Time and space have been an essential source of inspiration for my work. In my interactive piece Sand-Clock, I am using the clock as a powerful and direct metaphor to represent the passing of time.
Every grain of sand could be interpreted as a time unit that we lose: a millisecond or one week, it could also be a blurry memory: a birthday, our first kiss, an orgasm, or any other specific event.
I was interested in creating a tangible experience of something that in essence is relative and intangible. The impossibility of freezing time and changing the speed and direction of it was one of my main inspirations for this work.

I was interested in expressing through interactive media that time is not absolute and space and time are dynamic quantities. For me, space and time not only affect, but are also affected by everything that happens in our universe.

Sand-Clock is based on the sense of touch, which Diane Ackerman in the book: A Natural History of the Senses describes as “the oldest sense, and the most urgent”.

I agree with the author, about the importance and urgency of the touch; especially in these times when touch is indispensable for the interaction with people. Touch is important in times where the virtual is replacing the sense of real in terms of elemental perception. I also believe that art has the power to generate changes in individuals and as such, artistic and sensorial experience that can be translated into a social change in the future.

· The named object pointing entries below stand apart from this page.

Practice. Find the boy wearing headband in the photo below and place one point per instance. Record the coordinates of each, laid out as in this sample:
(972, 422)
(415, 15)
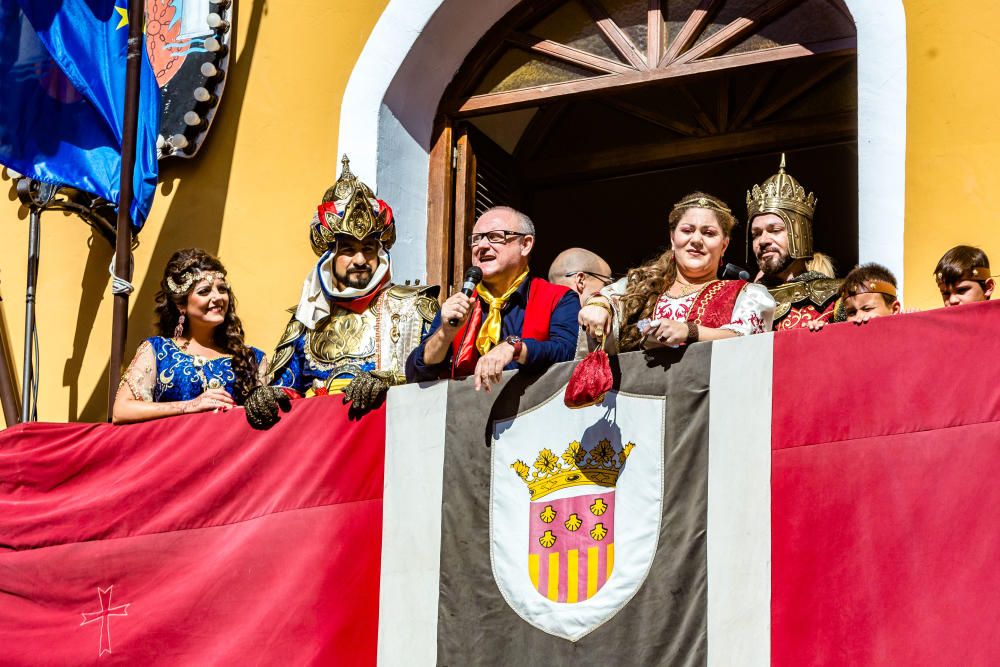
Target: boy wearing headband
(963, 276)
(869, 291)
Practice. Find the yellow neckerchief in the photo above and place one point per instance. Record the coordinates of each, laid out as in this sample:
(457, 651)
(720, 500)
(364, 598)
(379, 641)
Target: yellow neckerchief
(489, 333)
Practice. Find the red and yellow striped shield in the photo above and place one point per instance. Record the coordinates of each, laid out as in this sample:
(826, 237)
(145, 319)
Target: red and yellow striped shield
(571, 548)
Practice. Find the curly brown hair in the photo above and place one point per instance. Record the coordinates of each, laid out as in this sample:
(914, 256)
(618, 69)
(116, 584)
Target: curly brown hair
(648, 282)
(229, 335)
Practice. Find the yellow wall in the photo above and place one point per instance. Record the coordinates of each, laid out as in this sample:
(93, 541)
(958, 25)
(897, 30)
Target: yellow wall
(953, 149)
(273, 150)
(248, 196)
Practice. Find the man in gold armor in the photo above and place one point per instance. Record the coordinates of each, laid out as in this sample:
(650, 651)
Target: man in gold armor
(801, 281)
(353, 328)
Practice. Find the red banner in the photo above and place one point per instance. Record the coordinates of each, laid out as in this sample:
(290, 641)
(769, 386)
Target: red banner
(886, 456)
(192, 540)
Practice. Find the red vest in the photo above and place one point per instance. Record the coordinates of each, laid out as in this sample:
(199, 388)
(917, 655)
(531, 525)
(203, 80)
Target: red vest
(713, 307)
(542, 299)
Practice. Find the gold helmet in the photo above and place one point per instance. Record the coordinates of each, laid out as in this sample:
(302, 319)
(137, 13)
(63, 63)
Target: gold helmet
(783, 196)
(351, 208)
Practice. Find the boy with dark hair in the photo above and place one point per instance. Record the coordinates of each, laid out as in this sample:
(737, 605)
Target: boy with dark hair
(963, 276)
(869, 291)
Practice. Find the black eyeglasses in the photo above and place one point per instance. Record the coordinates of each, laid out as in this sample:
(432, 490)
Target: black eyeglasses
(495, 237)
(607, 280)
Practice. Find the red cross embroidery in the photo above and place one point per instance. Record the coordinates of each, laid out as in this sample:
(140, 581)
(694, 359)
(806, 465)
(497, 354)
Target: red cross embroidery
(104, 595)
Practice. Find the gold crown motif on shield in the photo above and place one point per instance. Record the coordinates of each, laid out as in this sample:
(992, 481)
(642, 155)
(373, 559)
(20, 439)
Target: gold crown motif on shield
(574, 467)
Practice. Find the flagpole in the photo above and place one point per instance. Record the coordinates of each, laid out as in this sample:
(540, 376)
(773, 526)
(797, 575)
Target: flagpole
(123, 237)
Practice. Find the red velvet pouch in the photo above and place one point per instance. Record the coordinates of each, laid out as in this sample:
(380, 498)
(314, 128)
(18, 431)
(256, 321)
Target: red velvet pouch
(590, 381)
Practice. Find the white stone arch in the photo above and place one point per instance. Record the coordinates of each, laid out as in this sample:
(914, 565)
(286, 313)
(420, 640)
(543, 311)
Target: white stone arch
(416, 47)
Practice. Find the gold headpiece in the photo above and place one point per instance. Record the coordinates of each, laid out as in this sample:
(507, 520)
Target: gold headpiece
(873, 287)
(703, 202)
(351, 208)
(783, 196)
(189, 278)
(977, 273)
(600, 465)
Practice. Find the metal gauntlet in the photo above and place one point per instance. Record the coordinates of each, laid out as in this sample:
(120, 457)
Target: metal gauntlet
(262, 407)
(367, 390)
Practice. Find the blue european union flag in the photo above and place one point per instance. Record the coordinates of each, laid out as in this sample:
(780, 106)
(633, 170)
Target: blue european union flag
(62, 97)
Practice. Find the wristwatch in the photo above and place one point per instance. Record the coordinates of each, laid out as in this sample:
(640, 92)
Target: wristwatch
(516, 343)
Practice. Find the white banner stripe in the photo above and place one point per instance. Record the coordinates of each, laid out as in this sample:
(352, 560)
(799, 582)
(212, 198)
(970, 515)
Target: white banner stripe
(411, 524)
(739, 502)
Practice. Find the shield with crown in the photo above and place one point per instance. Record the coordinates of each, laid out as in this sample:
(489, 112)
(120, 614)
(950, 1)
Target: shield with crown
(575, 509)
(571, 541)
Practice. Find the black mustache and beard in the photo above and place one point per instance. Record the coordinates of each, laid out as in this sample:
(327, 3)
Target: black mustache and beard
(773, 265)
(358, 276)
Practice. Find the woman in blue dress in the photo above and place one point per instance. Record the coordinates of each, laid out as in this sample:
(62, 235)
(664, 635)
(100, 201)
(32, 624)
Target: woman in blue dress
(199, 361)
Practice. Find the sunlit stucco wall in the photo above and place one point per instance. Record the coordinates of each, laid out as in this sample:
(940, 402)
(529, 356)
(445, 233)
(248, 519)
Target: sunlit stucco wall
(273, 150)
(953, 147)
(248, 196)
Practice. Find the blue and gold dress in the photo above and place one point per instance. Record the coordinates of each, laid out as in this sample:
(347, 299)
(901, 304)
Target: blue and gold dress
(162, 371)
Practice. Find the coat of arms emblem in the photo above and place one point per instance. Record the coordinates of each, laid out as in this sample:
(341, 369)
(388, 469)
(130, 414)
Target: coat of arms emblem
(575, 509)
(571, 541)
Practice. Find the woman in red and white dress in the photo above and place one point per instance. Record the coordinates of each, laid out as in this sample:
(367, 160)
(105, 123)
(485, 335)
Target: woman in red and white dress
(676, 298)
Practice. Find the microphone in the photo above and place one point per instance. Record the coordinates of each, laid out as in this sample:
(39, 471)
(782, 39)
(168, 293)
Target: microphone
(732, 272)
(473, 276)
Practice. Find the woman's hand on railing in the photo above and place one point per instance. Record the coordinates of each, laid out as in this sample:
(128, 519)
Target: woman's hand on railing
(212, 399)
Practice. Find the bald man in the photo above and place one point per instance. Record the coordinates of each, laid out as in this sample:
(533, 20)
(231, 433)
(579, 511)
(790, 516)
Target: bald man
(580, 270)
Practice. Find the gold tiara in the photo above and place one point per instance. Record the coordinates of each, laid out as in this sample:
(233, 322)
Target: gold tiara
(702, 202)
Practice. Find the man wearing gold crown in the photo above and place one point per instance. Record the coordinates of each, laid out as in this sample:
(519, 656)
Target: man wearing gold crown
(801, 281)
(353, 328)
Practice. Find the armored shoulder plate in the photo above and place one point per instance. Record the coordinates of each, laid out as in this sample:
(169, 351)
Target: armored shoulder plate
(819, 292)
(285, 348)
(425, 297)
(824, 289)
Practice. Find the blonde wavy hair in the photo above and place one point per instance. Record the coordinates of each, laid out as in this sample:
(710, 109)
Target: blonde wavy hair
(821, 263)
(648, 282)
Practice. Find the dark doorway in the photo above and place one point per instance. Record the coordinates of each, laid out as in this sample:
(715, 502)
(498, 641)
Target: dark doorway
(595, 116)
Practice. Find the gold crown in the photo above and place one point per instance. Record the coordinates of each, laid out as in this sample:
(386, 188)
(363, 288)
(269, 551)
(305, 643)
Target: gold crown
(703, 202)
(781, 192)
(351, 208)
(576, 466)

Sand-Clock can be touched by the users and the users can be touched by the piece. This dialogue between object and receptor expands the senses, and generates new perceptions.
Sand-Clock is a piece (an object) that merges with different conceptual spaces (the labyrinth and the sandbox) into a new physical and mental space for meditation and introspection.

Sand-Clock received the 2010 Siemens-RMIT Fine Art Awards, Postgraduate Scholarship, RMIT. Melbourne, Australia.